The group now includes Australia, Canada, Chile, Chinese Taipei, Colombia, Costa Rica, the EU, Hong Kong, Iceland, Israel, Japan, Korea, Liechtenstein, Mauritius, Mexico, New Zealand, Norway, Pakistan, Panama, Paraguay, Peru, Switzerland, Turkey, the US, and Uruguay.

These participants account for over 70 percent of global services trade, according to the European Commission. China’s pending application, which was submitted in September 2013, has not yet been formally approved, and no indication has been given on when or if this will occur.

Since the launch of the talks, TISA participants have been discussing a series of proposals for “new and enhanced disciplines” to include in the agreement, such as financial services, air and maritime transport, transparency, telecommunications, and government procurement, to name a few.

Of these disciplines, financial services and domestic regulation are advancing well, with sources noting that there has been significant convergence in what should be in those annexes, though details still need fine-tuning.

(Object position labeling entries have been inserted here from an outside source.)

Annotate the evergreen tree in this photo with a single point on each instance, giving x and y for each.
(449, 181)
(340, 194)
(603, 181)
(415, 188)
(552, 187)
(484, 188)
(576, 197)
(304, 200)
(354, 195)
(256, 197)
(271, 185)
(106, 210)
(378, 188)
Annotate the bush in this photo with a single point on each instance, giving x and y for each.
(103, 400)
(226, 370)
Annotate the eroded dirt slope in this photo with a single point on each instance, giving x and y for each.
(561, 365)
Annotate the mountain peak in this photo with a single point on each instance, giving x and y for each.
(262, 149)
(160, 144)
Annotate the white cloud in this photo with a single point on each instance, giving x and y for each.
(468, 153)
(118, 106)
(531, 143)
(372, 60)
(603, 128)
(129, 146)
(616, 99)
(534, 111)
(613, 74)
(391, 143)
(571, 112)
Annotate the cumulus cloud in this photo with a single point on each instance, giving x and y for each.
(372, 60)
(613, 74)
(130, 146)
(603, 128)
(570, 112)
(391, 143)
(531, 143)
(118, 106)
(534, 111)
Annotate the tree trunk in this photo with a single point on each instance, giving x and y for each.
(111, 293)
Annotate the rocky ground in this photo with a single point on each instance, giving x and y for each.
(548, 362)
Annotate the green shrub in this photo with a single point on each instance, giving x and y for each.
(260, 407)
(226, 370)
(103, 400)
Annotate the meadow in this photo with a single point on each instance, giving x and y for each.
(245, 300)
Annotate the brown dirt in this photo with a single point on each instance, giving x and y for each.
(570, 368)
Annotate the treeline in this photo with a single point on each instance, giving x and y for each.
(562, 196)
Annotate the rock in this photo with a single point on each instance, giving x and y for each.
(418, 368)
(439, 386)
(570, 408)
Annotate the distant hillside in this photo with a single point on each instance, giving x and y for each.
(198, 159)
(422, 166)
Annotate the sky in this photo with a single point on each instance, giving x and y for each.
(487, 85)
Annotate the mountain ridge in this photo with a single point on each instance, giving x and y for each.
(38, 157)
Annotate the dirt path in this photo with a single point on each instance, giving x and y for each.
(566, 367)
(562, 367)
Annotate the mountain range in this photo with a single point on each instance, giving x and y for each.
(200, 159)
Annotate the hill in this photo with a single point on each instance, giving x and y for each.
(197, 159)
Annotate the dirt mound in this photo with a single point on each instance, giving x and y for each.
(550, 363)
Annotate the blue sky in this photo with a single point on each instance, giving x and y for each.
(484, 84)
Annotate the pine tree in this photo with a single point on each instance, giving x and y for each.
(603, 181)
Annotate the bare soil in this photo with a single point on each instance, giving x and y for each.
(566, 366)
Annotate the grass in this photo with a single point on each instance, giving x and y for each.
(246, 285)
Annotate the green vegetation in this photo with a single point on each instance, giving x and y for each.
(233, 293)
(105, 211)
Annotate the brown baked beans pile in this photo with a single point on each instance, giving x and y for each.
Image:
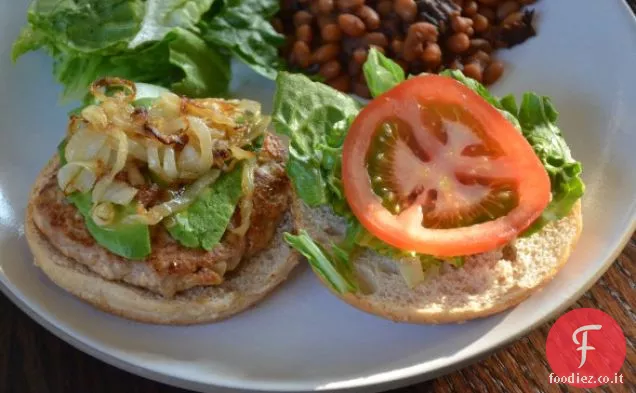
(332, 37)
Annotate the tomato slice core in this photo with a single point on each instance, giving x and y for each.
(431, 167)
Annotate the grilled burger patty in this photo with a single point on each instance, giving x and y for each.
(171, 267)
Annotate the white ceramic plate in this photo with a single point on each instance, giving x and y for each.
(302, 338)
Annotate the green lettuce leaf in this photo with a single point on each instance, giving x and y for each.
(28, 40)
(86, 26)
(204, 222)
(182, 62)
(207, 71)
(157, 42)
(332, 265)
(381, 73)
(162, 16)
(536, 118)
(316, 118)
(131, 241)
(243, 27)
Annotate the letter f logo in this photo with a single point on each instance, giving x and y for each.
(584, 347)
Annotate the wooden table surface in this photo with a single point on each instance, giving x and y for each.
(32, 360)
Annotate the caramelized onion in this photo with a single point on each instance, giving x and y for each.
(120, 161)
(177, 204)
(246, 204)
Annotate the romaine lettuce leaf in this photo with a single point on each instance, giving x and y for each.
(243, 27)
(204, 222)
(536, 118)
(207, 71)
(86, 26)
(381, 73)
(316, 118)
(332, 265)
(162, 16)
(155, 41)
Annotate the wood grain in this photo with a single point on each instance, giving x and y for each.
(34, 361)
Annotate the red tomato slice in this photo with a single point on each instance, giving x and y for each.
(431, 167)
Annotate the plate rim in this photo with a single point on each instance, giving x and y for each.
(406, 373)
(403, 375)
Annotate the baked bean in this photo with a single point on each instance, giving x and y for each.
(506, 8)
(432, 55)
(458, 43)
(489, 3)
(461, 24)
(406, 9)
(330, 69)
(361, 90)
(354, 68)
(377, 39)
(314, 7)
(304, 33)
(488, 13)
(347, 5)
(331, 33)
(481, 58)
(325, 53)
(470, 8)
(417, 35)
(301, 53)
(325, 6)
(351, 25)
(302, 18)
(493, 72)
(342, 83)
(324, 20)
(513, 18)
(385, 7)
(359, 55)
(455, 64)
(397, 46)
(473, 70)
(480, 23)
(392, 27)
(423, 31)
(370, 18)
(480, 44)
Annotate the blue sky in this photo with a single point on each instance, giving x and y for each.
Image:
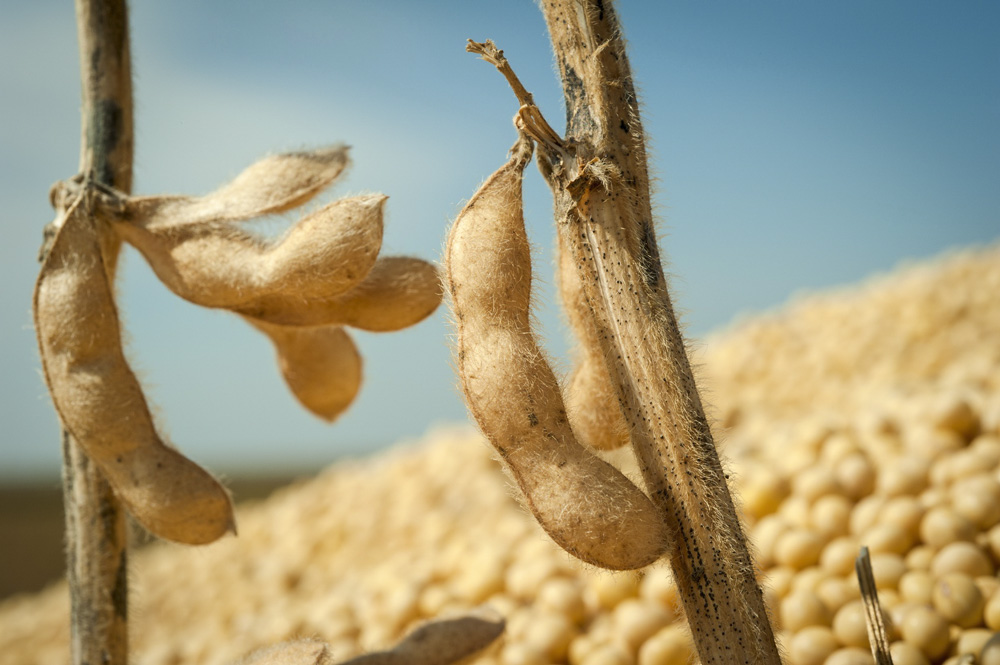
(797, 146)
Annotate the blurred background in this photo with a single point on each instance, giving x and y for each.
(797, 146)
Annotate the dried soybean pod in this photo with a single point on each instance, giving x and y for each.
(321, 366)
(99, 399)
(439, 642)
(591, 399)
(398, 292)
(586, 505)
(217, 265)
(274, 184)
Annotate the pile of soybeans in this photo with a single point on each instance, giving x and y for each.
(869, 416)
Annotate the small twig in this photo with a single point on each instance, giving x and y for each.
(877, 636)
(600, 182)
(529, 114)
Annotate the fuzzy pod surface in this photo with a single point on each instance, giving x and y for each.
(214, 264)
(321, 366)
(398, 292)
(586, 505)
(99, 399)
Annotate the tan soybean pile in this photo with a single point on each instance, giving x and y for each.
(869, 416)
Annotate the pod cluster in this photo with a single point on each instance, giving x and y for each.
(300, 290)
(910, 470)
(585, 504)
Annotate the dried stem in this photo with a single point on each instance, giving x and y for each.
(877, 636)
(599, 179)
(96, 538)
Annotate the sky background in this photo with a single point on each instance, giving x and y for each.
(797, 146)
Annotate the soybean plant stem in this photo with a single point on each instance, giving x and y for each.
(96, 536)
(600, 184)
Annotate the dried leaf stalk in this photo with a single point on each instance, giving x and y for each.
(599, 178)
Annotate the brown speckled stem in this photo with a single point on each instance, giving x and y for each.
(96, 537)
(600, 182)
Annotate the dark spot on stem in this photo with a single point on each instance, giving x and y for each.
(105, 131)
(650, 256)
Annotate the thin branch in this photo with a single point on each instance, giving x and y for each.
(96, 536)
(877, 636)
(529, 115)
(600, 183)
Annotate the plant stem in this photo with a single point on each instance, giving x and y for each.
(600, 184)
(96, 536)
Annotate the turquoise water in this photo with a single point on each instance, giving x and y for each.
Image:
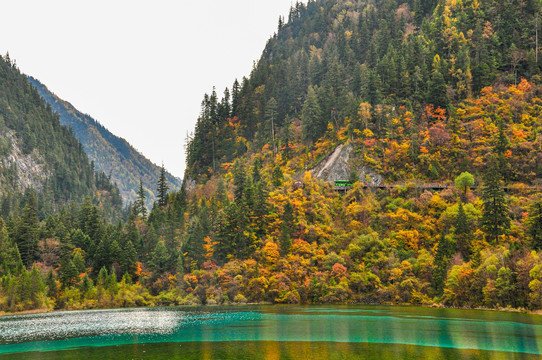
(272, 332)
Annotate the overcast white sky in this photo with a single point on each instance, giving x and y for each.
(140, 68)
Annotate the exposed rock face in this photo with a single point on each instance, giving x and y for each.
(25, 170)
(340, 164)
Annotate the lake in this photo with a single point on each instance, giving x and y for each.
(272, 332)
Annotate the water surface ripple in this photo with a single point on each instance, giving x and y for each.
(442, 328)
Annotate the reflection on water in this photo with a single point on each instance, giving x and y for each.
(274, 332)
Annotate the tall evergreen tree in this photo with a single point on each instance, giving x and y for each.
(495, 216)
(313, 125)
(28, 231)
(534, 223)
(462, 233)
(287, 228)
(162, 187)
(139, 206)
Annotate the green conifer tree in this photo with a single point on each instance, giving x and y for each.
(495, 215)
(534, 224)
(139, 206)
(462, 233)
(162, 188)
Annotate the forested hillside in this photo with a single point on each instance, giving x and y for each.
(40, 157)
(441, 100)
(112, 155)
(332, 56)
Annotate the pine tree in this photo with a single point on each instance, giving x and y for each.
(287, 228)
(52, 287)
(271, 117)
(193, 246)
(534, 223)
(128, 259)
(445, 249)
(502, 144)
(313, 125)
(239, 181)
(162, 187)
(495, 217)
(28, 231)
(139, 206)
(462, 233)
(160, 257)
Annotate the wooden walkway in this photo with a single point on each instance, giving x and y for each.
(431, 187)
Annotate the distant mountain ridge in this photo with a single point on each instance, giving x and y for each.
(111, 154)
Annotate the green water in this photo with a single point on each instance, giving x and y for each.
(272, 332)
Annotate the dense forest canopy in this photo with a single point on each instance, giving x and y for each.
(110, 154)
(38, 154)
(417, 93)
(332, 56)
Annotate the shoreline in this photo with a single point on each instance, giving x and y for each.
(537, 312)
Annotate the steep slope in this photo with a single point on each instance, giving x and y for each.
(332, 56)
(38, 153)
(110, 154)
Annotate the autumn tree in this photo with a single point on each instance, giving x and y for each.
(162, 187)
(495, 217)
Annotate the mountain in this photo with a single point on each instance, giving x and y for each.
(380, 152)
(331, 56)
(109, 153)
(39, 154)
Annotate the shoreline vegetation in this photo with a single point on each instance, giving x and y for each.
(415, 93)
(439, 306)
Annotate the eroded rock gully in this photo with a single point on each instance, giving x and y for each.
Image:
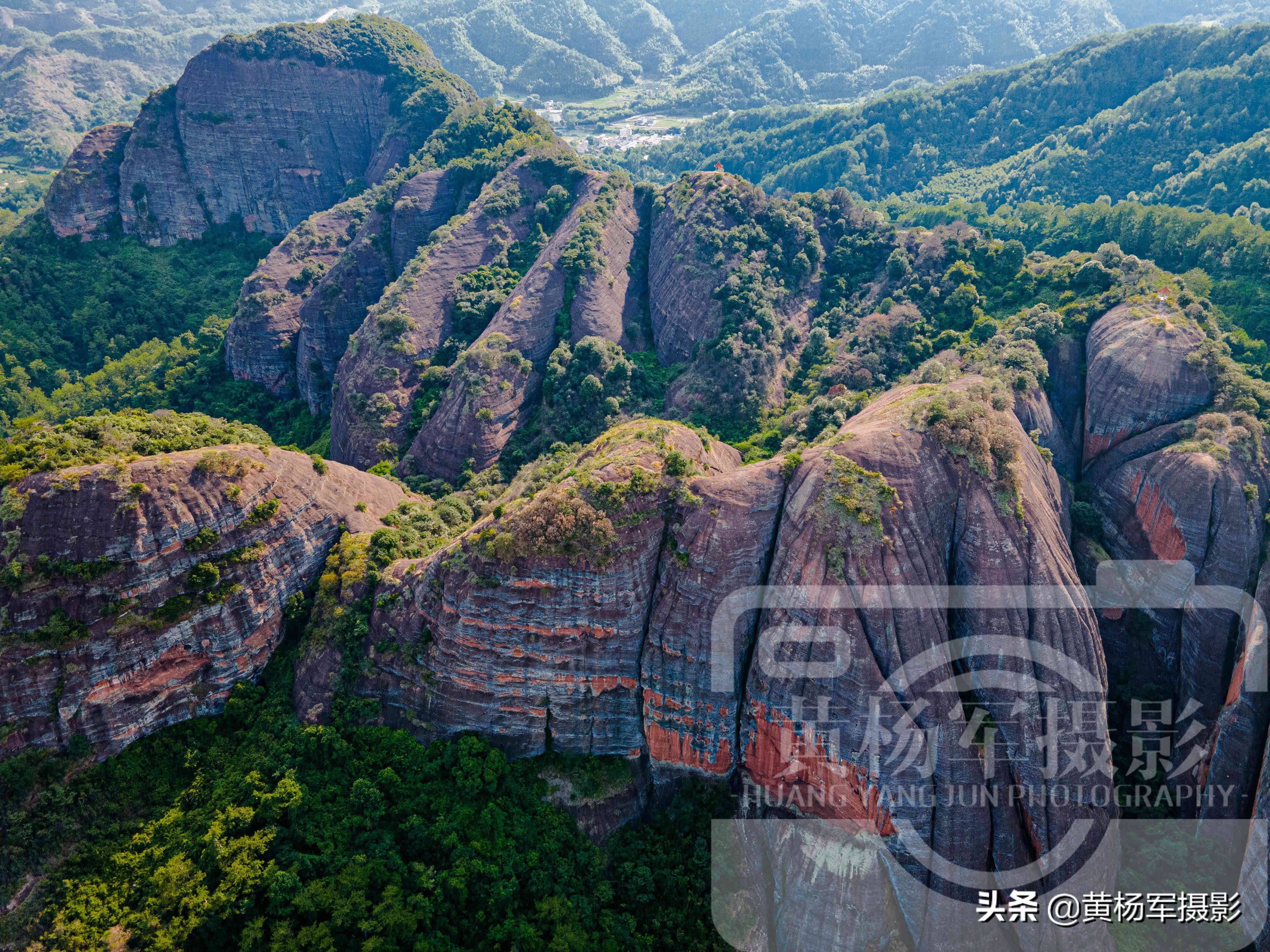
(580, 616)
(110, 637)
(262, 131)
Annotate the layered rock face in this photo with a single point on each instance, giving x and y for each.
(265, 130)
(537, 621)
(608, 303)
(1139, 376)
(261, 342)
(891, 503)
(380, 374)
(681, 290)
(1174, 486)
(338, 307)
(153, 587)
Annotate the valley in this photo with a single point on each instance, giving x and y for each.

Other annexes that are also reasonably far along include telecommunications services, Mode 4, and e-commerce. Mode 4, in trade jargon, refers to the movement of natural persons – in other words, when someone from one country is in another’s territory for the purpose of supplying a service. E-commerce and Mode 4 are two areas that are particularly significant for many developing countries’ services trade interests.

Other areas that have advanced, but to a lesser degree, reportedly include maritime transport, transparency, and environment services. Government procurement, an EU proposal, is in the early stages of discussion, sources say, being comparatively new.

Talks on a proposal backed by the US on competitive delivery services is considerably less advanced and will require more fine-tuning and discussion if it is to gain more support, sources say. Meanwhile, a proposal submitted by Turkey on healthcare services last year is unlikely to move ahead, given that the majority of TISA participants have said that they do not wish to engage on the subject within the trade deal.

TISA participants are reportedly aiming to have completed offers from all participants in early autumn. To date, Pakistan and Paraguay have not yet tabled initial offers, and some of the existing offers from other participants are not complete.

TISA participants have not put a formal deadline on the talks, sources say. The group is set to meet two more times this year, in October and December, with trade officials then aiming to hold another stocktaking exercise in early 2016.